West Virginia would also like to play more guys, perhaps especially so at tailback, where Slaton, in a blowout win, toted the ball 33 times, one short of his career-high 34 against Pitt last season. Slaton played just half a season last year, and 30-plus carries, or even touches, per game would leave one to believe that the speedy back could wear down at least by the end of the year. The main tailback that could help is Ed Collington, but the freshman is still nursing a sore left ankle suffered in the first weeks of fall camp. The injury is 95 percent, but Collington said it still gets sore and limits his cutting. Schmitt and Jason Colson are the current reserve tailbacks.

Offensive coordinator and running backs coach Calvin Magee said that Collington must still show what he can do in practice. He likes the size, speed and athletic ability of the WPIAL leading rusher, but noted that without seeing him at 100 percent, the staff isn't sure of his game-readiness. If pressed, Collington is healthy enough to play.

"We would like to play more guys, but one, they have to know what they are doing and two, they have to show that in practice," Rodriguez said. "It is hard to throw guys in there when we don't trust them. We have more guys that we trust to put in there. There are more at wide receiver, at running back and on the defensive line and linebacker. There are more guys at just about every position that have an opportunity. Ability-wise they can help us."

Rodriguez said that backup-turned-starting offensive lineman Greg Isdaner graded out "ok. It wasn't a great performance from him. Every mistake he made was a correctable mistake. We were pretty pleased with his first outing." Isdaner came in when Damien Crissey was injured in the first quarter. Crissey has a foot sprain and will be out several (3-5) weeks. He is wearing a protective boot.

Crissey's loss means Ryan Stanchek will be the full-time left tackle, while Isdander plays left guard. Stanchek started the Marshall game at left guard so Crissey could man the left tackle slot. That had been a battle since spring that was decided by offensive line coach Rick Trickett just during game week. John Bradshaw, also in the mix, was originally the right guard behind Jeremy Sheffey, but could play other positions should West Virginia incur another injury.

The other injury news is that quarterback Patrick White's rib muscle strain was thought to be 100 percent prior to the opener and was simply aggravated. WVU will limit his passing in practice this week, and his limitations might play into the game strategy against a heavy underdog in Division I-AA Eastern Washington. Rodriguez did say he liked the way backup quarterback Jarrett Brown played in the final drive against Marshall.

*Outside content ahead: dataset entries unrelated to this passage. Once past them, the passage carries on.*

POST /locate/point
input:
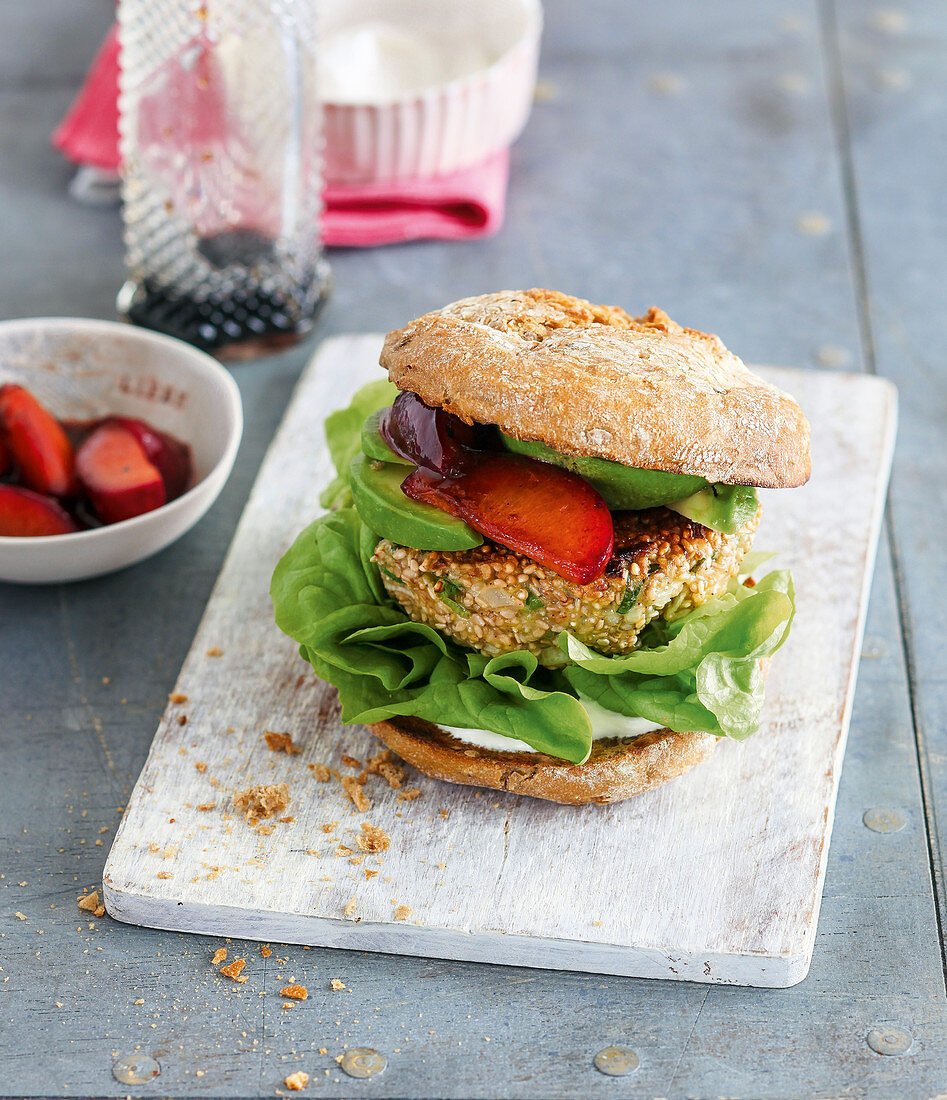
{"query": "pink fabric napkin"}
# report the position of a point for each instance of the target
(458, 206)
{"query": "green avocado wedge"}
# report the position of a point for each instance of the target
(373, 442)
(720, 507)
(376, 491)
(621, 487)
(723, 507)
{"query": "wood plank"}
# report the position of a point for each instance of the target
(674, 883)
(601, 215)
(892, 105)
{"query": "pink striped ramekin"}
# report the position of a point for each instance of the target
(446, 127)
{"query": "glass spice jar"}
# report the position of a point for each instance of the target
(221, 180)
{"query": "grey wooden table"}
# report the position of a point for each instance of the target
(775, 173)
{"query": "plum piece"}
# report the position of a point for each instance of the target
(428, 437)
(117, 475)
(169, 455)
(548, 513)
(36, 442)
(25, 514)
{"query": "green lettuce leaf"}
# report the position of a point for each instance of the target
(328, 596)
(343, 433)
(698, 672)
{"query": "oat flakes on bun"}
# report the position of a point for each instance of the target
(535, 573)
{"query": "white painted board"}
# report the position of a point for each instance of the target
(714, 877)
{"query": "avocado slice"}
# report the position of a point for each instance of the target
(621, 487)
(374, 446)
(723, 507)
(376, 488)
(720, 507)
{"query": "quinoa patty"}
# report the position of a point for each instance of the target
(495, 600)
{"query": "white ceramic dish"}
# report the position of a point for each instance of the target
(81, 370)
(397, 125)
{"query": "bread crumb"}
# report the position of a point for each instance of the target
(281, 743)
(353, 789)
(373, 838)
(382, 765)
(90, 902)
(262, 801)
(233, 969)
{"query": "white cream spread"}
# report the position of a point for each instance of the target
(604, 724)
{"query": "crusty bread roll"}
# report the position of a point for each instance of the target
(593, 381)
(615, 770)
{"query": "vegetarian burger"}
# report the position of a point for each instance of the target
(535, 572)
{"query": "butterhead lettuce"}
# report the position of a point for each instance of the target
(697, 672)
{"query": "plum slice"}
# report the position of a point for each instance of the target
(548, 513)
(37, 443)
(25, 514)
(169, 455)
(117, 475)
(428, 437)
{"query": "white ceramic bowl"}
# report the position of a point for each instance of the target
(81, 370)
(378, 134)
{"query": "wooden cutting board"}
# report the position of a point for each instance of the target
(714, 877)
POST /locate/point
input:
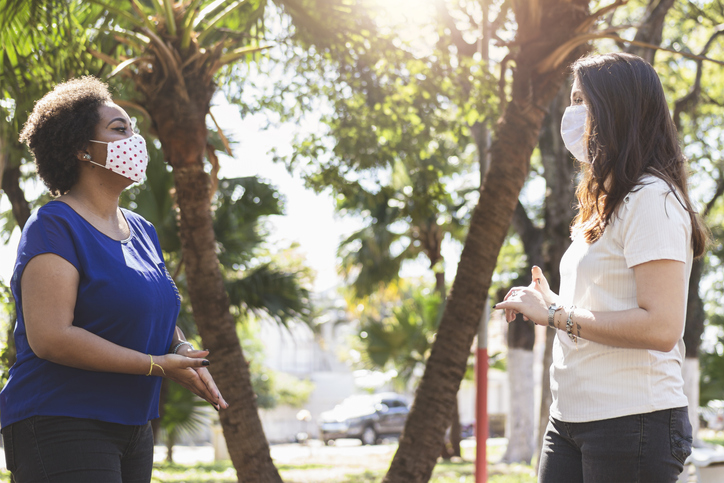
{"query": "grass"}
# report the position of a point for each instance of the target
(445, 472)
(350, 470)
(347, 470)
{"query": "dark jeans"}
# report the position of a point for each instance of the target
(642, 448)
(62, 449)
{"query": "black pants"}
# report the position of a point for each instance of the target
(641, 448)
(62, 449)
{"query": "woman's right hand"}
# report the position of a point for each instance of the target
(184, 370)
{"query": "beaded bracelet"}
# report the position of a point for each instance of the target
(569, 325)
(178, 346)
(150, 370)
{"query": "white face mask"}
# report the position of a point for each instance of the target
(127, 157)
(573, 126)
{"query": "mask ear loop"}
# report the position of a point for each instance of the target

Brown scored on a nifty run where he eluded two defenders and plowed over another one.

West Virginia's blocked field goal just before the half was the result of poor technique by one player who was removed from the first-team line. The same player jumped offsides on one point after. He was replacing Crissey on the right side of the line. The snap, hold and kick were fine, the coaching staff said.

Note: Eastern Washington will arrive Thursday. The 2,300-mile trip mandated that the Eagles get into Morgantown a day earlier to rest. Rodriguez was asked if that would hurt the team, traveling all the way from the northwest to a mid-Atlantic state.

"Yeah, if they were coming that day," Rodriguez said. "They will have two days to get their legs back under him. They will be full of energy when they play us, I can promise you that. They liked to throw it last year, and I think they'd like to do that again. But their best player is probably their tailback. They spread you and throw it and do a lot of screens and do a lot of things Marshall did like play-actions and boots to take advantage of our aggressiveness.

"A I-A team should beat a I-AA team. But the teams that pulled upsets played in the Big Sky conference (the same league Eastern Washington won the last two seasons). Montana State went into Colorado and won 19-10, and it should have been more from what I hear. New Mexico lost to Portland State. They will get ours guys' attention. We can't just show up and win."